根據這個事務創建了執行類 executor
public Executor newExecutor(Transaction transaction, ExecutorType executorType) { executorType = executorType == null ? defaultExecutorType : executorType; executorType = executorType == null ? ExecutorType.SIMPLE : executorType; Executor executor; if (ExecutorType.BATCH == executorType) { executor = new BatchExecutor(this, transaction); } else if (ExecutorType.REUSE == executorType) { executor = new ReuseExecutor(this, transaction); } else { executor = new SimpleExecutor(this, transaction); } if (cacheEnabled) { executor = new CachingExecutor(executor); } executor = (Executor) interceptorChain.pluginAll(executor); return executor; }可以看出這個executor還用interceptorChain添加了 plugins,這跟常用的分頁插件也有關,這里就不多說了。創建 DefaultSqlSession
這個類代碼太多了,我就僅貼出關鍵部分
@Override public Connection getConnection() { try { return executor.getTransaction().getConnection(); } catch (SQLException e) { throw ExceptionFactory.wrapException("Error getting a new connection. Cause: " + e, e); } }這里調用了我們之前創建的事務類的getConnection()方法,在那個方法中打開了我們自定義的數據源的連接。
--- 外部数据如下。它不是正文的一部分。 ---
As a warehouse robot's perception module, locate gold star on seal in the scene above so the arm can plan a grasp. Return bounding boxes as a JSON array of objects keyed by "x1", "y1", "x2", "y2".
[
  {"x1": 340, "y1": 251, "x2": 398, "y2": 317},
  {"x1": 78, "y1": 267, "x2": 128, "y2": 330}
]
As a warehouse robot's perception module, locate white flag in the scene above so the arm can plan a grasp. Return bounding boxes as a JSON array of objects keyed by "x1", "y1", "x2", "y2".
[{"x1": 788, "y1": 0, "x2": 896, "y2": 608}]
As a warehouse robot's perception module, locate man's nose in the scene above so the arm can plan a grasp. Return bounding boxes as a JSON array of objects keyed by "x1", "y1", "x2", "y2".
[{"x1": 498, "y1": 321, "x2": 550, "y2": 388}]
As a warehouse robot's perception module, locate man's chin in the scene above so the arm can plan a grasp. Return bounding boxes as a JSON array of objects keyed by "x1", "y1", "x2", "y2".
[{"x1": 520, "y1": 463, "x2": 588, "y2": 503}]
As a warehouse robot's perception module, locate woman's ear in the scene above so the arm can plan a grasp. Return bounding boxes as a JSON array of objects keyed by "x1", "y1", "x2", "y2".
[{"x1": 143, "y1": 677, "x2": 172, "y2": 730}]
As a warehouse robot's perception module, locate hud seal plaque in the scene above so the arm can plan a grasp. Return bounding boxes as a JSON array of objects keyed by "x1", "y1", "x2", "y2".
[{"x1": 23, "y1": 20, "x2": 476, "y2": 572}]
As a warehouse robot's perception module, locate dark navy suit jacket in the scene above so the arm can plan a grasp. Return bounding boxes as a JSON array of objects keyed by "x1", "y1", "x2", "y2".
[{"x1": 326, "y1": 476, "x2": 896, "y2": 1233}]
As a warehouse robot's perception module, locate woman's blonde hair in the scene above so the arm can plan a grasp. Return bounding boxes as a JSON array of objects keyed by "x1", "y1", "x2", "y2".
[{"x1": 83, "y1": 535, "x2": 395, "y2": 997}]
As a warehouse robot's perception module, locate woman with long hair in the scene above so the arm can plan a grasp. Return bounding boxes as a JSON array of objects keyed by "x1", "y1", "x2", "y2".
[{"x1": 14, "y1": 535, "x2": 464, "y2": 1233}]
而在我們自定義的DynamicDataSource中,getConnection()又是根據ThreadLocal常量來獲取數據源的,所以只要當前請求的線程中被自定義切面類修改了數據源,那么等到這個線程要用 Mybatis打開數據源的連接的時候,就會打開切換過后的數據源的連接了。
本篇文章內容也不多,不過根據上述的 Mybatis 的工作流程來讀它的源碼,很容易就可以讀出其他功能是怎么實現的,比如說 Mybatis-Spring 中的注入 Mapper,實際上是通過 Mybatis 的動態代理,解析調用的 Mapper 接口的方法對象,獲取注解、方法名、參數等等信息,再用SqlSession來調用。